Globally, the jet stream, which transports air and moisture, is affected by El Niño. It forces the jet stream’s flow into a more flat, west to east pattern. Moisture is usually transported to our area from the Gulf of Mexico on a south to north jet-stream pattern. That is what is happening now, so we see warmer, drier conditions.
But, that’s not the only reason.
Those warmer temperatures mean any moisture in our ground or from our lakes, rivers and plants will evaporate faster and go into our atmosphere. Usually, that moisture would bring rain, but you also need instability for showers to fall. And we don’t have that either.
Our water cycle includes evaporation and precipitation. If you remove water from one portion of the cycle, you lose it from the other.
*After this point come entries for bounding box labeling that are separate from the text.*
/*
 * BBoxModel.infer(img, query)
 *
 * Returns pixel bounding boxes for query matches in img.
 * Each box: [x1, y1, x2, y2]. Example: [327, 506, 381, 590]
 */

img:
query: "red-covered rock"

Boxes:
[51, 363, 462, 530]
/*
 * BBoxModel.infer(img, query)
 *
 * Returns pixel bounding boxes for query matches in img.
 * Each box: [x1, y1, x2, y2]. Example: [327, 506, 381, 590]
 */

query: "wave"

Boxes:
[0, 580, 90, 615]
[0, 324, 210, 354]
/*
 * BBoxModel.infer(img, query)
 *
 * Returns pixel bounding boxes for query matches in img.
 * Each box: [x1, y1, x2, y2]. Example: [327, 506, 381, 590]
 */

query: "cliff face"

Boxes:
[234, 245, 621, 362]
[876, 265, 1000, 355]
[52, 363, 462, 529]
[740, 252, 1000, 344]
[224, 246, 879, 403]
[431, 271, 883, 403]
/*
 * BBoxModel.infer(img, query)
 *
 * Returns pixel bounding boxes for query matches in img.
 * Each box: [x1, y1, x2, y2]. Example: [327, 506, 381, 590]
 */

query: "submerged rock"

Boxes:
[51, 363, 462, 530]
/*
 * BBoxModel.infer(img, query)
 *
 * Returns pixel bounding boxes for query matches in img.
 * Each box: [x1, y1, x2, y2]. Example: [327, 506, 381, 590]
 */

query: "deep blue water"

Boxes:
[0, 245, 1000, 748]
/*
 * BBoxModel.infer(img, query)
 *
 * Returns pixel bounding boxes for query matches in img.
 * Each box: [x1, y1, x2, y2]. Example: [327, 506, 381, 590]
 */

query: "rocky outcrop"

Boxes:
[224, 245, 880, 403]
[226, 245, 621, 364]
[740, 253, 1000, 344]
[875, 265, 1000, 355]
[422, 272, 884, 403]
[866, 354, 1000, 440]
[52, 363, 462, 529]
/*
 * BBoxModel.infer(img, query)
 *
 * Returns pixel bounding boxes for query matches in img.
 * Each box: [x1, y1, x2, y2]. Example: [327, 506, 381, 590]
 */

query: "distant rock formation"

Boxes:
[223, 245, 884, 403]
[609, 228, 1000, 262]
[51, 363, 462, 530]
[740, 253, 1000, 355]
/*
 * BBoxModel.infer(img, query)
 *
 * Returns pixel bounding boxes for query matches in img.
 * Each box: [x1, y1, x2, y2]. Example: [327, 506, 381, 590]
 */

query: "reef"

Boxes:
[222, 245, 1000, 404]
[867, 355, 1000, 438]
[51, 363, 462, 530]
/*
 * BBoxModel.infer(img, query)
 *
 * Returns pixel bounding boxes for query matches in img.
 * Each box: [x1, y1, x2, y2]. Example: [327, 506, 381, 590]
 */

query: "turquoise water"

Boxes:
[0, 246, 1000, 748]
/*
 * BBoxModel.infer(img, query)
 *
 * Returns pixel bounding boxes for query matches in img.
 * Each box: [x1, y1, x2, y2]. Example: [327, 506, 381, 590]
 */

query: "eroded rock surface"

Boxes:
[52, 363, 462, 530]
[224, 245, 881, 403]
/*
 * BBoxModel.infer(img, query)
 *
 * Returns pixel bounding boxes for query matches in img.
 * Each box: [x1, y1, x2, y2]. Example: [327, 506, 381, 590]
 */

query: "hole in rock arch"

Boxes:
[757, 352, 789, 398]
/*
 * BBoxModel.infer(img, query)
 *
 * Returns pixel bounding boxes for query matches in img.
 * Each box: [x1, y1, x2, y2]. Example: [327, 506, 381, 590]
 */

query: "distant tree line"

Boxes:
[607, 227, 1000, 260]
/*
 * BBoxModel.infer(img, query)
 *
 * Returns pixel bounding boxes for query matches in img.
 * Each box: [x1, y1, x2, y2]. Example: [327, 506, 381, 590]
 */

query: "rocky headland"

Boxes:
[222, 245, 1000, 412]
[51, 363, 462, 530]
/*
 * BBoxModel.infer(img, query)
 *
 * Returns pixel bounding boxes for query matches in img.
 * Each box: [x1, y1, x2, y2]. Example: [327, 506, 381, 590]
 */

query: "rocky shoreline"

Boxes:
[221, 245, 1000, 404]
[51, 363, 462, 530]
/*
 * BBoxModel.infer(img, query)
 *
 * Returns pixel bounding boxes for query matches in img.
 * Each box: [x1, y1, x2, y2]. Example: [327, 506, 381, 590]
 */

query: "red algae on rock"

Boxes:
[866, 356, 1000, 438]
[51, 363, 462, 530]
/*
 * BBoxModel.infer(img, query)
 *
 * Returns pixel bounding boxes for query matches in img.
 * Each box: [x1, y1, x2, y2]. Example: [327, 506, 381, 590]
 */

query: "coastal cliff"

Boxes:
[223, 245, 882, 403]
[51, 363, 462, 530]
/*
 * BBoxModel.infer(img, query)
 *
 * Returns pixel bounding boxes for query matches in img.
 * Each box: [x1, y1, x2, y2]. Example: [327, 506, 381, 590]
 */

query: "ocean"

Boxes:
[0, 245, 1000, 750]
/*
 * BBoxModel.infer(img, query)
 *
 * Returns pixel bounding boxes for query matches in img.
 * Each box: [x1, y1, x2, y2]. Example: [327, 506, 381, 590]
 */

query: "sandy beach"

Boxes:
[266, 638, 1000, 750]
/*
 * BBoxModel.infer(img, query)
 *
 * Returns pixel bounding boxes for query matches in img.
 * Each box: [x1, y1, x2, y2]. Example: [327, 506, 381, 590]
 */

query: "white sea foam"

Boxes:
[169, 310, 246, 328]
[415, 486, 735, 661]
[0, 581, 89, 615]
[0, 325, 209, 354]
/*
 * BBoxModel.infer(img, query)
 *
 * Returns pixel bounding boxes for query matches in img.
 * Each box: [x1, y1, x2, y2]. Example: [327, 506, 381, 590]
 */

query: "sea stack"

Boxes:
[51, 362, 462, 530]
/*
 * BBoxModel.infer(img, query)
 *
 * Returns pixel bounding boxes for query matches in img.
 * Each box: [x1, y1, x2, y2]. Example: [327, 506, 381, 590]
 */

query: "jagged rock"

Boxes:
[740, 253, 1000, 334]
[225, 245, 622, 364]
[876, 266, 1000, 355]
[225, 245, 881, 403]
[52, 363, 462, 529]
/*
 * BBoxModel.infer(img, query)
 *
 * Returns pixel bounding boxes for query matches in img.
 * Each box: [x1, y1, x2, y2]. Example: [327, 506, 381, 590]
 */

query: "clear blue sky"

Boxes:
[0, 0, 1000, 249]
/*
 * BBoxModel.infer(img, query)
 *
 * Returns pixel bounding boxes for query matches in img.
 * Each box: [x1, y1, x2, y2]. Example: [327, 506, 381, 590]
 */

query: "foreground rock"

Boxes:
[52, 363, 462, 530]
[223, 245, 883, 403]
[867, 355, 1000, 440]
In July, an average amount of rain fell - so no change to the deficit. However, the rain we did get came down too fast for the ground to absorb. That excess water runs off into our ditches, rivers and storm sewers then flies out of our environment. That’s why our ground remained dry heading into August. We needed consistent rainfall throughout the month to replenish the missing moisture, but we didn’t see that. Instead, we were nearly 3 inches below our normal rainfall for the month, so our dry ground got even drier.
That puts us into September, where the ground is dry and our forecast predicts very little precipitation. The El Niño will continue for another year or two, so sadly, our dry conditions will likely continue and possibly get worse.